The third position is perhaps the most sensible for a historian to take in all three cases. However, for a reader who regards the supernatural worldview of the early church as normative, there is no reason why these historical "experiences" may not be seen as rooted in objective reality, and thus tantamount to historical facts.


[1] Resseguie, J.L. (2005). Narrative Criticism of the New Testament: An Introduction. Grand Rapids: Baker Academic, p. 19. Emphasis added.
[2] Burke seems to take the formal resemblance of the TS to ‘haggadic midrash’ as final proof that they are not narrative. He then summarily dismisses all the evidence I adduced that the Gospel TS only make sense when read as narrative, rather than interacting with this material. See here for an overview of this evidence.
[3] Shively, E. (2015).

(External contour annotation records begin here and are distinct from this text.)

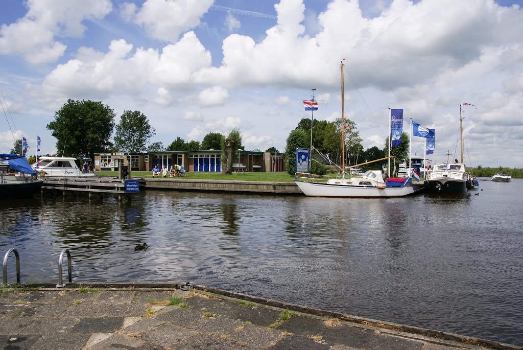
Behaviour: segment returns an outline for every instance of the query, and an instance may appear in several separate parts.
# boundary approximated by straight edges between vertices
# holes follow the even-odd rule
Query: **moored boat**
[[[83,159],[86,160],[87,159]],[[39,174],[47,176],[93,176],[90,172],[82,172],[78,160],[72,157],[40,157],[38,162],[31,165]]]
[[[0,154],[0,199],[28,198],[38,193],[43,182],[24,156]]]
[[[508,182],[512,179],[512,177],[503,173],[496,173],[496,175],[492,176],[492,181],[496,182]]]

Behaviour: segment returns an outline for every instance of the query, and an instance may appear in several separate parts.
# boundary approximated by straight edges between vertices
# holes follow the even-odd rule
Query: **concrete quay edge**
[[[31,288],[42,290],[59,291],[67,289],[76,289],[81,287],[100,288],[105,290],[118,290],[122,289],[141,291],[167,291],[179,290],[181,283],[73,283],[67,284],[65,287],[57,288],[52,284],[35,284],[30,285]],[[372,330],[380,334],[390,334],[406,339],[426,342],[441,346],[442,349],[459,348],[485,350],[523,350],[523,347],[507,344],[493,341],[481,339],[474,337],[460,335],[451,333],[429,330],[413,326],[400,324],[386,321],[367,319],[357,316],[329,311],[308,307],[291,303],[286,303],[272,299],[260,298],[247,294],[243,294],[219,288],[206,287],[197,284],[191,284],[191,287],[197,293],[237,302],[238,300],[251,302],[262,307],[275,310],[288,310],[303,314],[309,317],[317,319],[335,319],[344,324],[353,327]],[[423,349],[425,348],[424,347]]]

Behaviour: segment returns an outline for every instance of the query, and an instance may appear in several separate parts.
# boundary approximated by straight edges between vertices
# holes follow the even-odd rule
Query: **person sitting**
[[[153,168],[153,177],[154,177],[154,175],[159,176],[160,174],[160,171],[156,167],[156,165],[154,165],[154,167]]]

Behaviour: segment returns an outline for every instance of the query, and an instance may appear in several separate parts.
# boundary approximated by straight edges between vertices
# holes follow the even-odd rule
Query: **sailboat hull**
[[[305,196],[311,197],[379,198],[403,197],[415,192],[413,186],[390,187],[386,186],[360,186],[332,185],[314,182],[295,182]]]

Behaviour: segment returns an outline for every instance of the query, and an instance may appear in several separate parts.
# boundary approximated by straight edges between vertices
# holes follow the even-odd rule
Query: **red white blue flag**
[[[318,103],[311,102],[310,101],[303,101],[303,105],[305,110],[317,110]]]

Characterizing the Non-Human: Satan in the Gospel of Mark. In M.R. Hauge & C.W. Skinner (Eds.), Character Studies and the Gospel of Mark (pp. 127-151). London: Bloomsbury. Here pp. 127-128.
[4] Shively 2015: 136-137.
[5] Branden, R.C. (2006). Satanic Conflict and the Plot of Matthew. Bern: Peter Lang, p. 55.
[6] Branden 2006: 43.
[7] Powell, M.A. (1990). What is Narrative Criticism? Minneapolis: Fortress Press, pp. 47-48.
[8] Kingsbury, J.D. (1991). Conflict in Luke: Jesus, Authorities, Disciples. Minneapolis: Fortress Press, pp. 9, 13.
[9] Carroll, J.T. (2012). Luke: A Commentary. Louisville: Westminster John Knox Press, p. 102.
[10] Bock, D.L. (1994). Luke (Vol. 1). Grand Rapids: Baker Academic, p. 366.
[11] Nickle, K.F. (2001). The Synoptic Gospels: An Introduction. Louisville: Westminster John Knox Press, p. 29.
[12] Edwards, J.R. (2015). The Gospel according to Luke. Grand Rapids: Eerdmans, p. 131.
[13] Bird, M.F. (2014). Temptation of Jesus. In C.A. Evans (Ed)., Encyclopedia of the Historical Jesus (pp. 638-640). New York: Routledge. Here pp. 639-640.
[14] Towner, W.S. (2003). Satan. In D.E. Gowan (Ed.), The Westminster Theological Wordbook of the Bible (pp. 447-449). Louisville: Westminster John Knox Press. Here p. 448.
[15] Bock 1994: 364.
[16] Gibson 2004: 93; so also Best, E. (1965). The Temptation and the Passion: The Markan Soteriology. Cambridge: Cambridge University Press, p. 14; Jeremias, J. (1977). New Testament Theology: The proclamation of Jesus (G. Bowden, trans.) New York: Scribner’s Sons, p. 72.
[17] Ehrman, B.D. (1999). Jesus: Apocalyptic Prophet of the New Millennium. Oxford: Oxford University Press, pp. 197-198.
[18] Kvalbein, H. (2014). Baptism of Jesus. In C.A. Evans (Ed.), Encyclopedia of the Historical Jesus (pp. 55-58). New York: Routledge. Here p. 57.
[19] Poirier, J.C. (2014). Transfiguration of Jesus. In C.A. Evans (Ed.), Encyclopedia of the Historical Jesus (pp. 653-656). New York: Routledge. Here p. 655.
[20] These three scholarly positions, with respect to the TS, are described by Schiavo 2002: 142-143.

2 comments:

Fortigurn said...

You can find my reply here.

http://berea-portal.com/jesus-temptation-in-the-wilderness/

Tom said...

Burke opens his reply to the third part of my response thus:

"Farrar wrongly claims I ignore narrative criticism and deny the temptation account is narrative."

Burke devotes substantial attention to defending himself from the second criticism - it turns out he thinks the TS are "narrative" and "historical experiences... rooted in objective reality and thus tantamount to historical facts" but denies that they are "historical narrative." (Sounds like some clarification of terms is needed here!)

Interestingly, Burke offers no defense against the claim that he ignored narrative criticism - because he quite obviously did, and he continues to do so in his reply. Burke neglects to interact with any of the substantial material I cited from Gospel narrative critics who draw attention to the role Satan plays as a character in the plot.